Les débuts de la nouvelle Russie étaient problématiques. Plus un sou en caisse, des têtes nucléaires éparpillées sur un territoire immense, à la merci de seigneurs de la guerre locaux, une administration totalement corrompue, des pénuries généralisées, des frontières improvisées. Le monde retenait son souffle. La raison russe l’a emporté et ce qui aurait pu amorcer la fin de la civilisation est devenu un mouvement pacifique d’abolition de la tyrannie.

Si les premiers pas des républiques nées de l’éclatement de l’URSS furent pacifiques, on le doit à la sagesse de dirigeants de fortune pour la plupart issus de la nomenklatura soviétique.
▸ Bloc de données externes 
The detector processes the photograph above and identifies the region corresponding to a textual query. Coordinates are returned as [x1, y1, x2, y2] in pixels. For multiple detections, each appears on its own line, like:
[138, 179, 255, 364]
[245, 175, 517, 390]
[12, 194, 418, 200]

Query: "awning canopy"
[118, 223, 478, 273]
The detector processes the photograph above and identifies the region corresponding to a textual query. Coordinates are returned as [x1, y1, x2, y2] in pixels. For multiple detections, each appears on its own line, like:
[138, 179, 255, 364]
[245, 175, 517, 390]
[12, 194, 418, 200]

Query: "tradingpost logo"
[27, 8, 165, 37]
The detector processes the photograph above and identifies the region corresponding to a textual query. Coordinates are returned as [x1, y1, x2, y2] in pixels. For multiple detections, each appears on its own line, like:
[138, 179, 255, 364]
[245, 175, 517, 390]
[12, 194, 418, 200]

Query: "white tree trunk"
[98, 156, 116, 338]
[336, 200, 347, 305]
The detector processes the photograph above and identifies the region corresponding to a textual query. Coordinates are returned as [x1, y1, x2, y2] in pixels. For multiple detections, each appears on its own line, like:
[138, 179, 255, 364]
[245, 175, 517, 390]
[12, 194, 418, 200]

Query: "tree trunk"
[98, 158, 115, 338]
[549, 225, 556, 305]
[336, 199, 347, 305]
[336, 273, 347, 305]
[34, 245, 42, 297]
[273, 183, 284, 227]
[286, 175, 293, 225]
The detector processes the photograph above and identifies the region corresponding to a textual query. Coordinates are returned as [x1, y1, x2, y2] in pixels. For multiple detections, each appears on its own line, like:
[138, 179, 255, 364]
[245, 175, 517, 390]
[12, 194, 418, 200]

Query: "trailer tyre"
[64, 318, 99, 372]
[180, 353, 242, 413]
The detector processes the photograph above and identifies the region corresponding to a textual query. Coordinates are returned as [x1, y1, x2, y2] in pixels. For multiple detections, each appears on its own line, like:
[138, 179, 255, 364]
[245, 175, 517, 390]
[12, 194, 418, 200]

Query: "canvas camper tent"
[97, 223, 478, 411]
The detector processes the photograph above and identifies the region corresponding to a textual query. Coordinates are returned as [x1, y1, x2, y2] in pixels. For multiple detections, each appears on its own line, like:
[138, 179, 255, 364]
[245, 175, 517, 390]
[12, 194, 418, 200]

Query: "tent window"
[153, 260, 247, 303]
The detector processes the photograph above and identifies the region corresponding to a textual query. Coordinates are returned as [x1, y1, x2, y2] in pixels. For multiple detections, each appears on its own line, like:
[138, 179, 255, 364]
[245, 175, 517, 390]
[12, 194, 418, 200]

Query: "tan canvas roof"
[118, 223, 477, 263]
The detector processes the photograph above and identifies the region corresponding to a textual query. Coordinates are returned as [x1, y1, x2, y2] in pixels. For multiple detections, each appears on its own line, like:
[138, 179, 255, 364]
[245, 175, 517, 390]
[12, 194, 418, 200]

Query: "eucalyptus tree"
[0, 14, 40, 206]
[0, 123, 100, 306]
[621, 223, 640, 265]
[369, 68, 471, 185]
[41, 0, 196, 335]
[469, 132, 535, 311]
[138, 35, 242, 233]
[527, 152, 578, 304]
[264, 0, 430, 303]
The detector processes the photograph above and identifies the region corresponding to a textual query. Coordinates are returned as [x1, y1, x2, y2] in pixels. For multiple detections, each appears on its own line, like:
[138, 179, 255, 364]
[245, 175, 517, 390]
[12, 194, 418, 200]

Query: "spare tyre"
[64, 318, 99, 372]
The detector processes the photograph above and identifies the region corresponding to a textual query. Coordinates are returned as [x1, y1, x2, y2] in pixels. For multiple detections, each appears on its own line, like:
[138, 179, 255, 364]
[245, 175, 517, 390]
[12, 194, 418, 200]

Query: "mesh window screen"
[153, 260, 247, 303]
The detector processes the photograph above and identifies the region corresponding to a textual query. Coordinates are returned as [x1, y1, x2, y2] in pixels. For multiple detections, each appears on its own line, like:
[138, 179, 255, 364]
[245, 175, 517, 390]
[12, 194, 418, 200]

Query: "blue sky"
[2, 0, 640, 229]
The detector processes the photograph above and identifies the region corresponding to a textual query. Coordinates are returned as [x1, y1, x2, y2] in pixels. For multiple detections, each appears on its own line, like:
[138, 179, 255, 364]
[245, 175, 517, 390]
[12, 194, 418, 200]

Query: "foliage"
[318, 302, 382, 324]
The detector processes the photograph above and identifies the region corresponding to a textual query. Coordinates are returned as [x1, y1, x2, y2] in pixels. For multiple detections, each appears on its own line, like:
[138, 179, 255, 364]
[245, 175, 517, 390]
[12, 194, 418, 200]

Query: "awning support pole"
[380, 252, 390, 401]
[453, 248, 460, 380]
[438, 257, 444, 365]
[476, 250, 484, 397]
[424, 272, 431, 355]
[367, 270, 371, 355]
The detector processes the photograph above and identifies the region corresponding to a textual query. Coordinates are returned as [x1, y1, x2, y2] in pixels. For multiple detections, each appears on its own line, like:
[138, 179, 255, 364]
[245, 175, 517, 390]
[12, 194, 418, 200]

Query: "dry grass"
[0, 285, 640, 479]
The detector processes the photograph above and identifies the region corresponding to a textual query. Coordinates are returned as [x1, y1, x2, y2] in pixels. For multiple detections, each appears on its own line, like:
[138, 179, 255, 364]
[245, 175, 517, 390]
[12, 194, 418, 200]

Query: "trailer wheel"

Mais leur incompétence se manifesta dans le domaine économique où les privatisations s’accompagnèrent d’un des plus grands pillages économiques de l’histoire de l’humanité. En l’espace de dix ans, entre le mur de Berlin et la crise de 2008, à la faveur des décrets de convertibilité du rouble de 1992 et 2006, des centaines de milliards de dollars ont disparu des caisses des entreprises exportatrices de matières premières (pétrole gaz, cuivre, charbon, bois, pêche entre autres) et de produits de base (engrais, aluminium, produits semi-finis), privant une économie exsangue de ses ressources. On a vu apparaitre sur la scène mondiale ces étranges nouveaux « grands ducs » dilapidant des fortunes usurpées et totalement stériles, en grands « robber barons » de bandes dessinées (les vrais « robber barons » américains, eux, avaient construit les Etats-Unis).

Malgré les immenses efforts qui ont présidé à la mise en ordre de marche d’un système déconstruit, les erreurs initiales, dont les principaux responsables sont morts ou exilés, pèsent encore lourd.

30 ans après » la plus grande mutation géopolitique de l’histoire » selon Vladimir Poutine, la fin du communisme et de l’URSS, qui n’ont fait aucune victime, la Russie a-t-elle besoin de nous ? Et avons-nous besoin d’elle ?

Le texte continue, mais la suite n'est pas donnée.